Volkswagen announces plans for electric tie-up with Rivian
German car maker Volkswagen Group has revealed that it has partnered with US electric vehicle (EV) company Rivian, in a deal worth approximately $5.8bn (€5.5bn). This was an increase from the originally planned investment of $5bn (€4.7bn).
Volkswagen Group owns brands such as Bentley, Audi and Porsche. Rivian, founded in 2009, is based in Irvine, California. It produces models such as the R1S and the R1T, along with electric delivery vans.
This deal will allow Volkswagen to include Rivian's technology in its offerings, while also providing the latter with much-needed funding ahead of its R2 model launch in 2025. This is expected to go a long way in helping Rivian, which has been loss-making ever since it was founded.
Russ Mould, investment director at AJ Bell, said in an email note: "Rivian moved into the fast lane, with its share price trading 9% higher in pre-market trading after strengthening ties with Volkswagen.
"Tesla boss Elon Musk is unlikely to be troubled by the prospect of two rivals working together, but Rivian investors clearly like the prospect of their company becoming closer to Volkswagen."
Volkswagen vehicles using Rivian technology are likely to be launched in 2027. The companies will start off working together in California, but also have plans to set up other operations in Europe and North America.
This tie-up comes at a time when European car makers see rising competition from Chinese car companies. Dampening demand for electric vehicles has also encouraged a number of EV makers to consolidate and strengthen their position in the current market.
RJ Scaringe, the founder and chief executive officer (CEO) of Rivian, said in a press release on the company's website: "Today's finalisation of our joint venture with Volkswagen Group marks an important step forward in helping transition the world to electric vehicles.
"We're thrilled to see our technology being integrated in vehicles outside of Rivian, and we're excited for the future. Rivian will continue to stay focused on creating best in class products and services that benefit our customers, helping to drive EV adoption."
Oliver Blume, the CEO of Volkswagen Group, also said in the press release: "The partnership with Rivian is the next logical step in our software strategy. With its implementation, we will strengthen our global competitive and technological position. Today's launch of the joint venture demonstrates the potential we want to leverage together in the coming years.
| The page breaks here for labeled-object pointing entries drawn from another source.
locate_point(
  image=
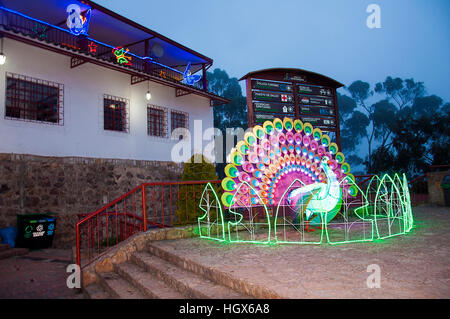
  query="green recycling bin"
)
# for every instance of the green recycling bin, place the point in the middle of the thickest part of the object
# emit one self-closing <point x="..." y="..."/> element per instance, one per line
<point x="35" y="231"/>
<point x="445" y="185"/>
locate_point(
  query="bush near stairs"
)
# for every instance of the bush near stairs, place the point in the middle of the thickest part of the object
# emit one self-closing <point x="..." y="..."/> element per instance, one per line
<point x="189" y="195"/>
"We have a clear plan to offer our customers the best products and digital experiences at attractive prices through state-of-the-art development processes, innovative technological approaches, and a competitive cost base driven by synergies."
Slow demand and cost pressures continue to hit car makers
Both Volkswagen and Rivian have been impacted by dropping sales, increased costs, rising competition from Chinese electric vehicles and sluggish demand for EVs in general.
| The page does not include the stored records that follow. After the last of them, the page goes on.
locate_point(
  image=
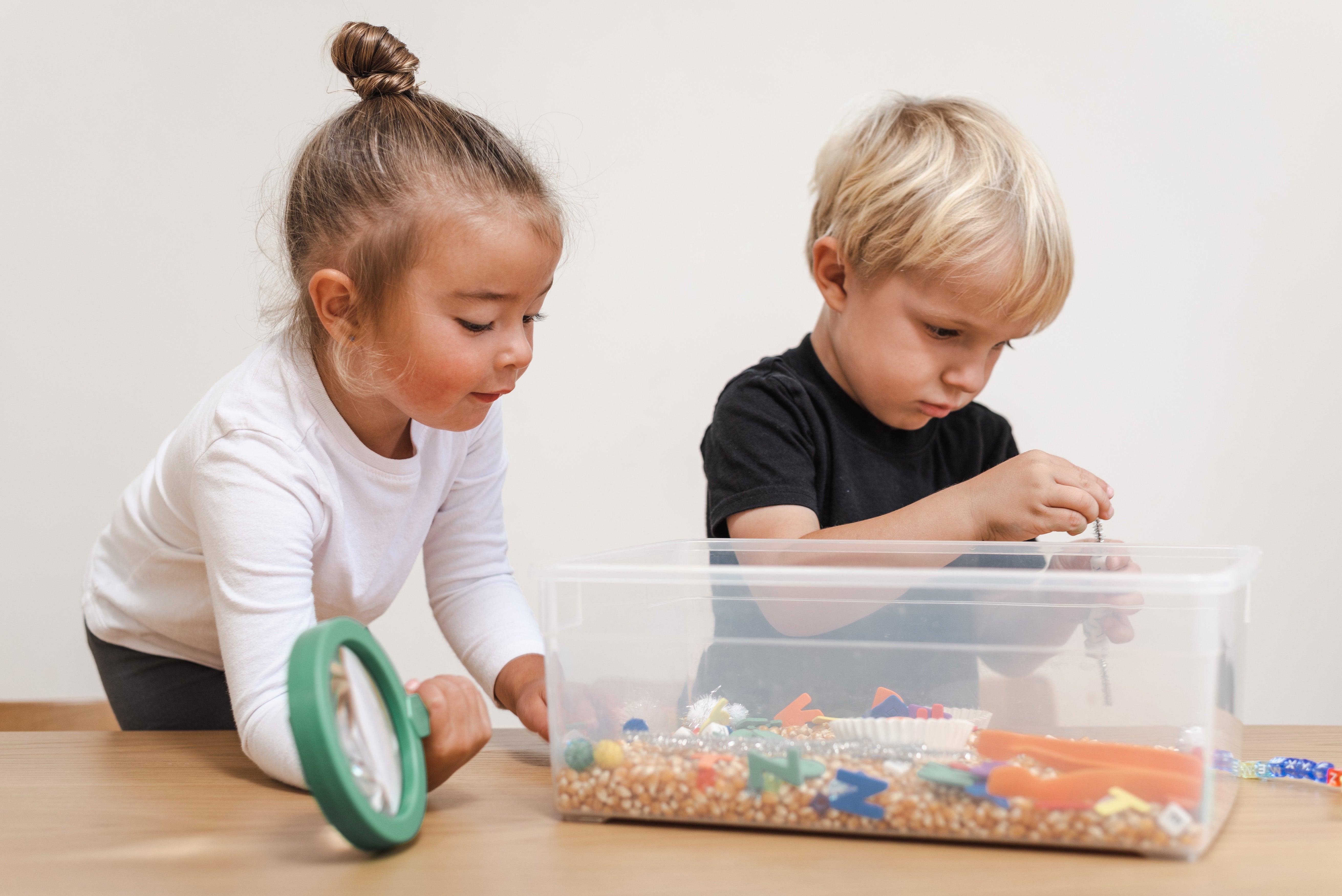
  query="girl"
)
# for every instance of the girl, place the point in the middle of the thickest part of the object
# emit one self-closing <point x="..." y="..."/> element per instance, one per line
<point x="422" y="243"/>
Rivian has faced additional issues such as parts shortages, which have considerably disrupted production, as well as layoffs and roadblocks for new factory plans in Georgia. Similarly, the company has had to recall a very high number of vehicles, while also dealing with losses on deliveries.
Volkswagen has experienced fewer incentives from countries like Germany and Sweden, along with its scale benefits in China not seeing much growth anymore. The company's China sales have also suffered as more customers turn to cheaper, local alternatives.
This has led to both companies launching significant cost-cutting initiatives, with Rivian also having to renegotiate supplier contracts and streamline manufacturing operations.